1. KAPITEL
„Ist das da drüben nicht Sophia?“ Die Blondine deutete mit dem Champagnerglas zum anderen Ende des Raumes.
James wusste, dass er entweder das Thema wechseln oder sich schleunigst verabschieden sollte. Aber er konnte nicht anders – er sah hin.
Und da stand sie. Sophia Alexander, Partygirl und Liebling der Szene, hing am Arm eines gut aussehenden Kerls und lachte, als amüsiere sie sich blendend.
Was wahrscheinlich sogar der Fall war.
„Hmm“, antwortete James vage.
„Also ist sie nicht mehr mit dem italienischen Dressman zusammen?“
Der, mit dem sie auf der Jacht seines Vaters fotografiert worden war, keine sechs Monate, nachdem sie mit James vor dem Altar gestanden hatte? Von jeder Titelseite der Regenbogenpresse war ihm der Anblick seiner barbusigen Frau in den Armen ihres Geliebten buchstäblich ins Gesicht gesprungen.
Nach dem Italiener hatte Sophia eine Affäre mit einem spanischen Schauspieler – Liebhaber Nummer zwei auf den Scheidungspapieren. Dann mit einem brasilianischen Fußballer, eine Woche vor ihrem ersten Hochzeitstag.
„Ich habe gehört, er ist Franzose, Gourmetkoch“, fügte das blonde Gift hinzu.
Ach ja? Keine Frage, der Typ würde Sophia heute Abend mit einem opulentenAlles Gute zur Scheidung-Essen beglücken – unter anderem.
Ha.
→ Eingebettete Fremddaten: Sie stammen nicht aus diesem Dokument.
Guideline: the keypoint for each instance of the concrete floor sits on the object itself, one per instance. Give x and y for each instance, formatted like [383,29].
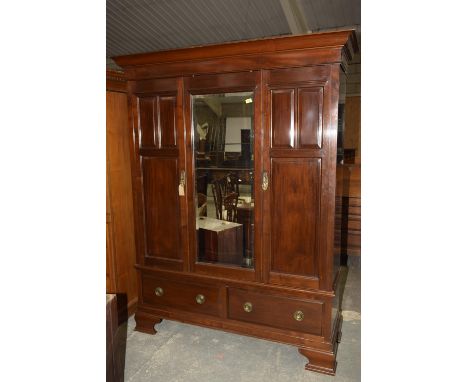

Und da hatte er geglaubt, es wäre eine gute Gelegenheit, auszugehen und seine wiedergewonnene Freiheit zu feiern. Allerdings hätte er sich denken können, dass seine Exfrau wirklich ein Fass aufmachte. Sie zeigte ihm auf ihre Art, dass sie der Ehe mit ihm keine einzige Träne nachweinte und jeden einzelnen Penny ihrer äußerst großzügigen Abfindung genießen würde.
„Wen wird sie sich als Nächstes angeln, was meinen Sie? Einen griechischen Reeder?“
Es geht wirklich diskreter, wenn sie herausfinden will, ob ich über meine Ex hinweg bin, dachte James und hatte schon eine scharfe Antwort auf der Zunge. Da entdeckte er einen Ausdruck in den Augen seines Gegenübers, der ihn stutzig machte. Nein, sie war kein normaler Gast oder nur ausgesprochen taktlos. Die Blondine war Reporterin und hinter einer Story her. Sie wusste ganz genau, was dieser Tag für James Alexander bedeutete.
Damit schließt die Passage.